Perform the following steps to run your jobs on the Cerebras Wafer-Scale Cluster:

  1. Ensure that the admin setup is complete. Check with your Sysadmin and see the checklist below.

  2. Follow the first-time user setup procedure for your framework of choice. This includes creating and configuring your virtual environment. This step should be done only once.

  3. Activate your virtual environment at the beginning of your working session. Run the scripts within the activated environment to train or evaluate your model.

Admin setup checklist

Your admin should have set up the following:

  • Kubernetes is set up.

  • Cluster management software is already running on the Wafer-Scale Cluster and is ready to interact with the user node.

  • TLS certificate is generated, and you know its location.

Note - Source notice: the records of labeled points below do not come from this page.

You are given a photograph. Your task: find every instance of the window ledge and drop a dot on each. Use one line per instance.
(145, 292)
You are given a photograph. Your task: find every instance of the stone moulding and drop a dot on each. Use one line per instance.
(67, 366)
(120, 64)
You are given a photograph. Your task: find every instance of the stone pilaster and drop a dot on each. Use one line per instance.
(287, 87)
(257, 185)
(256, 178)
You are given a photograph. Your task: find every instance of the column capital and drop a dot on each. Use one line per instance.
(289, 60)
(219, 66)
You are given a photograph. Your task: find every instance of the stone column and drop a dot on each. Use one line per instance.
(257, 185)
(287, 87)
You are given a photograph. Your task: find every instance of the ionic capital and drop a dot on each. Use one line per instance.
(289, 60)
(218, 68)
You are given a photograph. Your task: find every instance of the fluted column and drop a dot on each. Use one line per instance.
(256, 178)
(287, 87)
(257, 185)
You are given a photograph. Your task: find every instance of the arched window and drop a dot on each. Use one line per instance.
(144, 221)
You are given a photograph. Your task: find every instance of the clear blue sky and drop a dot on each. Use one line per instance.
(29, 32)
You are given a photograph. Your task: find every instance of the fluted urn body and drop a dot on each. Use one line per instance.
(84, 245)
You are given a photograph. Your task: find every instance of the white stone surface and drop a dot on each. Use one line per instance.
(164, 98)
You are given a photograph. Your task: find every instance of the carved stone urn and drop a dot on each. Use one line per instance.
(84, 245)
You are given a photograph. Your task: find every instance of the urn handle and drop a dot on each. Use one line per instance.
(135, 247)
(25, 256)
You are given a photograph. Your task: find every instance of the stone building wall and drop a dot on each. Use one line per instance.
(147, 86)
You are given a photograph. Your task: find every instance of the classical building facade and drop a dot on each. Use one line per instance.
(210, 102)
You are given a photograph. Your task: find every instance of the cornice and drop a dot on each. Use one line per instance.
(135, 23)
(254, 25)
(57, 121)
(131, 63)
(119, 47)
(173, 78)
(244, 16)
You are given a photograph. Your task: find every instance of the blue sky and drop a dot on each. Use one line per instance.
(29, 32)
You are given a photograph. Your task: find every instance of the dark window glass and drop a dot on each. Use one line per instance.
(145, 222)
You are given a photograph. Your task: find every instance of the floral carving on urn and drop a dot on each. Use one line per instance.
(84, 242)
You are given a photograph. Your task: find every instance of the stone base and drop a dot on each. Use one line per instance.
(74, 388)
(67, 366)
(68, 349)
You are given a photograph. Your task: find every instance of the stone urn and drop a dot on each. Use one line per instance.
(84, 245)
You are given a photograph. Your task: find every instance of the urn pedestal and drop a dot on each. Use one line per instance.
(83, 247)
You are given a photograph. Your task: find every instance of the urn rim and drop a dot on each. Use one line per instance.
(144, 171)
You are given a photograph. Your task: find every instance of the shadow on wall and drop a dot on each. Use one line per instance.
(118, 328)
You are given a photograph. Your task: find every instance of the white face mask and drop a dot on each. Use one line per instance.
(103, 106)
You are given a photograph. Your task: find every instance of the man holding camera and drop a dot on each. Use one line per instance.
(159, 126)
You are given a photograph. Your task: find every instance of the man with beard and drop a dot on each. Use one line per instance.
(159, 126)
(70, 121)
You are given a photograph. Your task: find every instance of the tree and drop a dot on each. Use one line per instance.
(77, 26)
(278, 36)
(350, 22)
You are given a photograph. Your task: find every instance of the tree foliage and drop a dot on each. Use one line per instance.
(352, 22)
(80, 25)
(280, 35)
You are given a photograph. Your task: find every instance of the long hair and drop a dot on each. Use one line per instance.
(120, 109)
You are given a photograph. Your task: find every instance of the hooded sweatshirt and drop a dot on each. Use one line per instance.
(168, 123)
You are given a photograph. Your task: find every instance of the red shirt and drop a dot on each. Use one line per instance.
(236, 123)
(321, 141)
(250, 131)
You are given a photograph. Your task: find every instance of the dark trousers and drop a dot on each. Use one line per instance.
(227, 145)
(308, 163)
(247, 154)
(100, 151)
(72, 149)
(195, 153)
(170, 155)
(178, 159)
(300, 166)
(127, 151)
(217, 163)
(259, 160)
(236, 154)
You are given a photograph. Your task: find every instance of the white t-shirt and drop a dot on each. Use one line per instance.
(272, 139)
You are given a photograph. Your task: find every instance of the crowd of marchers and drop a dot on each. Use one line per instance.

  • Python 3.7 is available.

  • The path to the Cerebras packages (cerebras_appliance, cerebras_tensorflow and cerebras_pytorch) is available to you. You need these packages to set up your virtual environment(s). You need cerebras_appliance package for all your environments, cerebras_tensorflow package for the TensorFlow environment for Weight Streaming runs, and cerebras_pytorch for the PyTorch environment for Weight Streaming runs.

  • Sysadmin has populated a admin-defaults.yaml file with the default distribution of resources to be used. (This is required for Piplined execution only.)

Note

If you are interested in pipelined execution mode only (smaller models), then you only need cerebras_appliance package and can use the same environment with only this package installed for both PyTorch and TensorFlow runs with Pipelined execution. For runs with Weight Streaming execution, you need environments with cerebras_pytorch for PyTorch runs and with cerebras_tensorflow for TensorFlow runs. We expect that most of the users will be experimenting with both Pipelined and Weight Streaming executions and provide steps to setup PyTorch and TensorFlow environments, which support both modes of execution.

  • To get started with PyTorch on Wafer-Scale Cluster and set up your PyTorch environent, follow steps provided in Pytorch: Getting Started.

  • To get started with TensorFlow on Wafer-Scale Cluster and set up your TensorFlow environment, follow steps provided in TensorFlow: Getting Started.